The collaboration between Lehrdahl and Jackendoff was stimulated by Leonard Bernstein's Charles Eliot Norton Lectures at Harvard University in 1973 , in which he challenged participants to develop a "musical grammar" that scientifically explains the unique human ability to understand music, comparable to Noam Chomsky's revolutionary generative transformation grammar . In contrast to analysis methods that had been developed up to then, the GTTM tries to orientate itself on the mental processes through which the listener develops an unconscious understanding of the music (focus on hierarchical structures). They orientate themselves towards an "ideal" listener with musical understanding and the ability to recognize musical objects and to abstract structures. An attempt was made to achieve a synthesis of the views and methods of contemporary linguistics with the insights of modern music theory.

The GTTM had a great influence on the further work of the authors as well as other researchers in the fields of music theory , music perception and cognitive musicology .

Influences and basics

Giver

Heinrich Schenker , an Austrian music theorist and composer, founded the reduction analysis. According to his hypothesis , some tones are perceived as more important than others. The "unimportant" (e.g. secondary notes) are decorations, decorations, continuations and connections of the main notes. Reductions at all levels create a hierarchical structure of the work. The reduction analysis tries to trace the superficial note image back to a basic sentence - "original sentence" - in the background.

Generative linguistics

Generative linguistics is an attempt to describe the human understanding of language and the associated ability to understand and form an infinite number of sentences, including those that have never been heard before. This skill is learned so early and is so ingrained in our minds that it cannot be fully learned by instruction. In linguistics an attempt is made to control this entire ability, its conscious and unconscious parts, through a formal system of rules, i.e. i.e. through the grammar to describe.

The parallel relevant to the development of the GTTM is the combination of psychological knowledge with a formal structure of the theory. The term “generative” should not be misunderstood. It does not mean that one can develop an algorithm for the generation of language with this theory , but rather it is meant more in a mathematical sense to describe a - mostly infinite - set with finite formalisms. The GTTM is not about listing what works are basically possible, but about being able to create a structural description or analysis for existing works. Linguistics sees itself as a branch of psychology that tries to make empirically verifiable statements about language, a complex aspect of human life. Likewise, the ultimate goal of GTTM is an understanding of musical perception, a psychological phenomenon.

Theory

The GTTM focuses on four systems that are supposed to map our musical perceptions. Each of these systems consists of a strict hierarchical structure in which dominant regions contain smaller sub-regions and similar elements are adjacent to one another within a level.

The structures

Grouping structure

The analysis of the groupings is seen as the most basic component of musical understanding. A hierarchical segmentation of the piece into motifs , phrases , periods and even larger areas is carried out.

Metrical structure

The metric structure represents the regular, hierarchical alternation of (heavy and light) beats that the listener associates with musical events. Basic distinction: beat / beat = infinitesimal point in time, time span / time span = time from one beat to the next. The metric structure is about beats / beats. Strong Beat: Beat on a level L (level) is also a beat on a higher level. Otherwise: weak beat.

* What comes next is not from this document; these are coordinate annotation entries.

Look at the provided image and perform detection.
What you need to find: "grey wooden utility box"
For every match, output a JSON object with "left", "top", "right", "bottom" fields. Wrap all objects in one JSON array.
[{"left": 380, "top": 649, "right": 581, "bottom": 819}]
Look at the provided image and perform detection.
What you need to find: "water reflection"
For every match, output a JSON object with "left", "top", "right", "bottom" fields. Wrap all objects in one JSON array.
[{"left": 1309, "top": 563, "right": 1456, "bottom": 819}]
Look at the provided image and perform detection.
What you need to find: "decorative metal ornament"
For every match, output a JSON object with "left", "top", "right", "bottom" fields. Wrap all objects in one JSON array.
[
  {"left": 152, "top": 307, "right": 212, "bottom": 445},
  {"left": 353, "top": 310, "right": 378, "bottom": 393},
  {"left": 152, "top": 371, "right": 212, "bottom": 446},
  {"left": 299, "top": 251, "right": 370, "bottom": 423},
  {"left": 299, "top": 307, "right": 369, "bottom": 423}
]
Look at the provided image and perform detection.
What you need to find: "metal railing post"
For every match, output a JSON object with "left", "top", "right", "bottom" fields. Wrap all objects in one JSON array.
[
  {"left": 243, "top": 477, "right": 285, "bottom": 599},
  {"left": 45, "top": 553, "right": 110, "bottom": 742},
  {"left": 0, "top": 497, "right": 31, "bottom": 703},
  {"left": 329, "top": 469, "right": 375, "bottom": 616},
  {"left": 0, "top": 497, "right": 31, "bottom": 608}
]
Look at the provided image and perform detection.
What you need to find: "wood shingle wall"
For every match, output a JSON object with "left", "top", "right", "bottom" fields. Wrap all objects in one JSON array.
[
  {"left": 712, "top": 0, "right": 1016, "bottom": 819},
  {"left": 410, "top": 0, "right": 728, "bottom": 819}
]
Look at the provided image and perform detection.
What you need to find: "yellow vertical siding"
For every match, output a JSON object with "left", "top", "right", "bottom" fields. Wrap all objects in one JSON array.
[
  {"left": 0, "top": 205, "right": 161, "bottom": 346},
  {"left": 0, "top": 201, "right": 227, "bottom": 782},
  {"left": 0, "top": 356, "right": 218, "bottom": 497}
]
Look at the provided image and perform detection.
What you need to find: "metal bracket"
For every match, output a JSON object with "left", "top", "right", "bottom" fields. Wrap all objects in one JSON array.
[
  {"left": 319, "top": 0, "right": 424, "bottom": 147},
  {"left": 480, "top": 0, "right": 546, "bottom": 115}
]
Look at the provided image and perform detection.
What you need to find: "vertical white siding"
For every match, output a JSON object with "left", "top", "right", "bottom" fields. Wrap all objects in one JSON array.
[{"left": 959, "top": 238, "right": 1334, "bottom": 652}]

Humans don't perceive too many metric levels at the same time. Usually there is a dominant level in which the conductor moves his hands, the listener rocks his foot, etc. - the "tactus". (Renaissance expression, mostly strongly determined by harmonic rhythm)

Time-span reduction (TSR)

The time span reductions are based on the information from the group and metric structure. A tree diagram is created that hierarchically connects the time spans on all temporal levels of the work. You start at the lowest level, where the metrical structure divides the music into beats of equal length (or, more precisely, into strokes, between which there is the same time span). From there you go up through all higher levels, which are divided into motifs, phrases, periods and even larger units by the grouping structure. In addition, a head (the structurally most important element) is determined for each time span at all hierarchical levels. The complete TSR analysis is called a time span tree .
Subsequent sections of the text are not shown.